After five or six days, the time comes to retrieve the devices, so I get to come again and walk around the reserve to find the devices. If I should forget where I placed them, I have recorded the GPS coordinates, and I also have photographs of every location.

© ARL – Tree-lined walkway through the Aammiq reserve

Having retrieved all five devices, I return to the car and take small SD cards out and replace them with blank ones. The batteries need changing, and then the devices need to be reconfigured, as the configuration is lost when the batteries are taken out.

© ARL – I change out the batteries on the devices

© ARL – I add new batteries and reconfigure the devices

On one day, we had some youngsters pay a visit to see what was going on.

Yes, we have seen frogs here, though I have heard them more than I’ve seen them.

© ARL – A green tree frog (Hyla savignyi)

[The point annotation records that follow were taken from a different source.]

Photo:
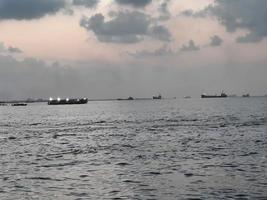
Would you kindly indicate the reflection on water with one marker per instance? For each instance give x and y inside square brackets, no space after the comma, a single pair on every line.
[169,149]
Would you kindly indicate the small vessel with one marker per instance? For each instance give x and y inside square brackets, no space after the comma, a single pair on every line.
[19,104]
[67,101]
[129,99]
[157,97]
[223,95]
[246,95]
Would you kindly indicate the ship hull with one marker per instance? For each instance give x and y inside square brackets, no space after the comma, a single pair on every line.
[212,96]
[68,102]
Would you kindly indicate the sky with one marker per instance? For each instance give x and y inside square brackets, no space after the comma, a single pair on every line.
[140,48]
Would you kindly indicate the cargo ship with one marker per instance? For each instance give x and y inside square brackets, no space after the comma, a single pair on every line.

© ARL – The main common frog we see is the Levantine frog (Pelophylax bedriagae), and it is the noisiest kind

© ARL – Stripe Necked Turtle (Mauremys caspica)

There are also Terrapins, and they make a lot of noise as they crash through the reeds and dive into the water when they hear me approaching. The flowers are stunning too!

© ARL – Daffodils (Narcissus tazettas), a kind of Acanthus, and one of Mignonette

© ARL – Anemones

Having updated the devices and enjoyed a drink of coffee, it is time to walk back around the reserve and place them into new places.

© ARL – Entrance of Aammiq wetlands at dawn

When the sun shines, it is a beautiful place. Although different when it rains, it is still beautiful in a different way.

© ARL – Grey skies over Aammiq wetlands

Having placed the devices in new locations, taken pictures of each spot, made some notes, and recorded the GPS coordinates… I can head back to the car and then head over the mountain, back to Beirut. Upon getting home, I carefully copy the files on the SD cards to backup and then load up to the web, where later some scientists will analyze the data for the distinctive sound of the painted frog. So far, we have created 13,000 five-minute sound files, so we will need the help of a computer to find the calls. I have listened to a lot of files, but I haven’t heard one yet. But there are still more locations to listen to and many files I did not open.

© ARL – A walk in Aammiq

© ARL – A thermos of warm coffee in the wetlands

Stopping for a coffee in the middle of the natural world is my dream way of spending time.

It has been a joy to do this, walking in the reserve with my binoculars in hand, seeing the birds and flowers. Thank you to A Rocha for letting me be involved in this small project. We still have to analyze the data in collaboration with A Rocha International. Looking forward for seeing the results!